Scott was educated at Abbey School, Beckenham, Kent; King's College London and the Royal School of Mines. On leaving school he worked in the locomotive department of the London, Brighton and South Coast Railway where he was trained by William Stroudley. In 1880 he went to New Zealand worked for the New Zealand government railways firstly as a draughtsman and then as an engineer.

In 1881 he designed and had built a 35-horsepower steam buggy by Cutten and Co, Dunedin. The steam buggy was designed to carry ten passengers, and was the first New Zealand designed and built powered passenger vehicle.

Scott also designed a prototype insulated frozen-meat wagon in the mid-1880s, the "V" and "W" class locomotives, and New Zealand's first oil engine. By the age of 26 he was the General Manager of the Government's Addington Railway Workshops in Christchurch.

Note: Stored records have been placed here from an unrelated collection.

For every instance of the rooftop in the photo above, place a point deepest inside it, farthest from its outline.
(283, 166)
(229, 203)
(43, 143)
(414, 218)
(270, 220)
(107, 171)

==Canterbury University College==
When Canterbury University College (now the University of Canterbury) set up its Department of Engineering in 1887, Scott became one of its part-time lecturers. In August 1889, Scott was offered an engineering post in the New Zealand Railways Department's head office in Wellington. To retain Scott, the university offered him a full-time position in charge of the School of Engineering, which he accepted, and he took up the position in November 1889.

As head, Scott began the development of the School of Engineering. In 1902, he was elected to the University of New Zealand senate, representing Canterbury.

He even declined a salary increase to ensure the building of a mechanical engineering laboratory. The laboratory was completed in 1891 and fully equipped by 1894. On his retirement on 28 February 1923, Scott was honoured by the title professor emeritus.

==Other==
Scott's Chairman of a Royal Commission's on Railway rolling stock and Tramways, and Commission's on the Addington Railway Workshops, and wartime munitions. He was granted a seat on the university's professorial council in 1890 and became its chairman in 1893. In 1903 he sat on the University of New Zealand senate, a post he held until his retirement.

Scott was also a keen yachtsman and marine designer. He was one of the founders of the Royal Port Nicholson Yacht Club. His sailing and design prowess became apparent in the 1888 when Scott with a group of friends acquired an old yacht Fleetwing, upgraded it, and won a number of races.

He died of heart failure in Christchurch on 8 November 1930, having suffered from long periods of ill health over a number of years.